Overview
- Status: Planning
- Locale: Nairobi
- Stations: TBD - includes new station Jomo Kenyatta International Airport and existing Nairobi railway station

Service
- Type: Airport rail link

Technical
- Line length: approximately 17 km (11 mi)
- Track gauge: 1,000 mm (3 ft 3+3⁄8 in)

= Nairobi airport rail link =

Infrastructure project in Kenya

The Nairobi airport rail link is an infrastructure project in Nairobi, in Kenya.

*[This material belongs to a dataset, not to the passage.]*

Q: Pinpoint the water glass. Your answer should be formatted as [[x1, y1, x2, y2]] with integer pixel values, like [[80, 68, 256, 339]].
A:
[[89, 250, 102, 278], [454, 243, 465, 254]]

The government of Kenya has proposed a rapid rail connection between Jomo Kenyatta International Airport and central Nairobi. As of October 2010, construction was under way, and tenders had been awarded. The project costs 800 million shillings ($US9.13m), and involves 2 km of new rail to connect to the existing railway at Embakasi.

==Stations==

The line will likely begin at the existing Nairobi railway station along an existing line to
and a 2 km extension to Jomo Kenyatta International Airport.

There are number of stations and stops along the current rail route to Embakasi:

- Makadara railway station - existing station
- Donholm rail stop - minor stop
- Stage MPYA rail stop - minor stop
- Pipeline rail stop - minor stop
- Embakasi railway station - existing station

Both Makadara and Embakasi stations will be rebuilt for the airport link and all other stops either removed or rebuilt.